La richesse et la diversité de la flore d’un territoire sont des critères très utiles notamment du point de vue de la phytogéographie historique. Pauvreté, richesse ou diversité sont des notions évidentes, qui s’appliquent sans difficulté lorsqu’on compare deux groupements. Par contre au niveau de la comparaison de territoires, il est nécessaire de comparer des surfaces de référence qui aient le même ordre de grandeur ou alors de s’assurer que les méthodes utilisées permettent de négliger les différences.
La richesse spécifique augmente en fonction de la surface. Cette croissance est rapide au début lorsqu’on envisage des surfaces réduites (du domaine de l’analyse phytosociologique). Elle s’aplatit ensuite, pour des aires croissantes correspondant à des surfaces de l’échelle des Flores. La pente remonte enfin, pour une échelle correspondant à des territoires chorologiques de niveau supérieur.
Le comportement de cette courbe est comparable, pour des continents différents. Il est dès lors possible de comparer la richesse spécifique de différents territoires en utilisant une même surface de référence ; cette valeur conventionnelle est la richesse aréale. L’aire conventionnelle est de 10.000 km2.

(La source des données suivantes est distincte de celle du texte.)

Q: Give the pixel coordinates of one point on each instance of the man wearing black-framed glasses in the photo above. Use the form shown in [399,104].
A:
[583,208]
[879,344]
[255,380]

La courbe aire-espèce a été modélisée par Gleason (1925) ; elle a pour équation k /N = S, ou (log k) /N = log S, où N est le nombre d’espèces et S la surface. La cartographie des valeurs de richesse aréale permet de relever les constatations suivantes :
- Sur des territoires continentaux de climat sensiblement égal, les richesses aréales ont des valeurs voisines : 1300 pour la France, 1200 pour la Rhénanie, 1100 pour la Pologne, 1400 pour la Hongrie.
Si on s’intéresse à des contrées plus distantes, où les espèces sont différentes (Europe vs Amérique du Nord), la richesse aréale demeure du même ordre :
Maryland 1200, Californie 1500. Tout se passe comme si un équilibre s’était établi, de telle sorte que la richesse aréale, dans les conditions fixées, était un invariant eu égard à la variété des espèces.
- Dans les régions continentales où l’eau ne manque jamais, la richesse aréale augmente des pôles vers l’équateur. Il existe une relation linéaire entre la température moyenne et log S. Dans la gamme de –15°C à 27°C, le nombre d’espèces double chaque fois que la température augmente de 7,5°C.
- La flore des régions sèches est plus pauvre que celle des régions humides contiguës, dans une proportion pouvant atteindre 1 à 10. Sahara : 150, Kabylie : 1500 ou encore Mauritanie : 150, Maroc : 1300.
- Dans les massifs montagneux, la richesse diminue si l’altitude augmente. Entre la plaine et la limite des forêts (2200 m), la richesse est divisée par 2. Au-dessus, dans les zones alpines et nivales, la division par 2 est obtenue par une ascension de 100 à 200 m seulement.
En plus de la richesse, la diversité permet de caractériser les flores. En phytogéographie, la diversité a surtout été étudiée au niveau des genres. Un bon indicateur de la diversité générique est l’indice de Jaccard : I = 100 G/N, où G est le nombre de genres et N le nombre d’espèces.
Cet indice n’est utilisable que pour comparer des groupements ou des populations relevées sur des surfaces du même ordre de grandeur et sous des conditions de milieu analogue. En effet, si cet indice est indépendant du caractères des flores, il sera fonction de l’étendue des territoires, de la richesse aréale et de l’environnement.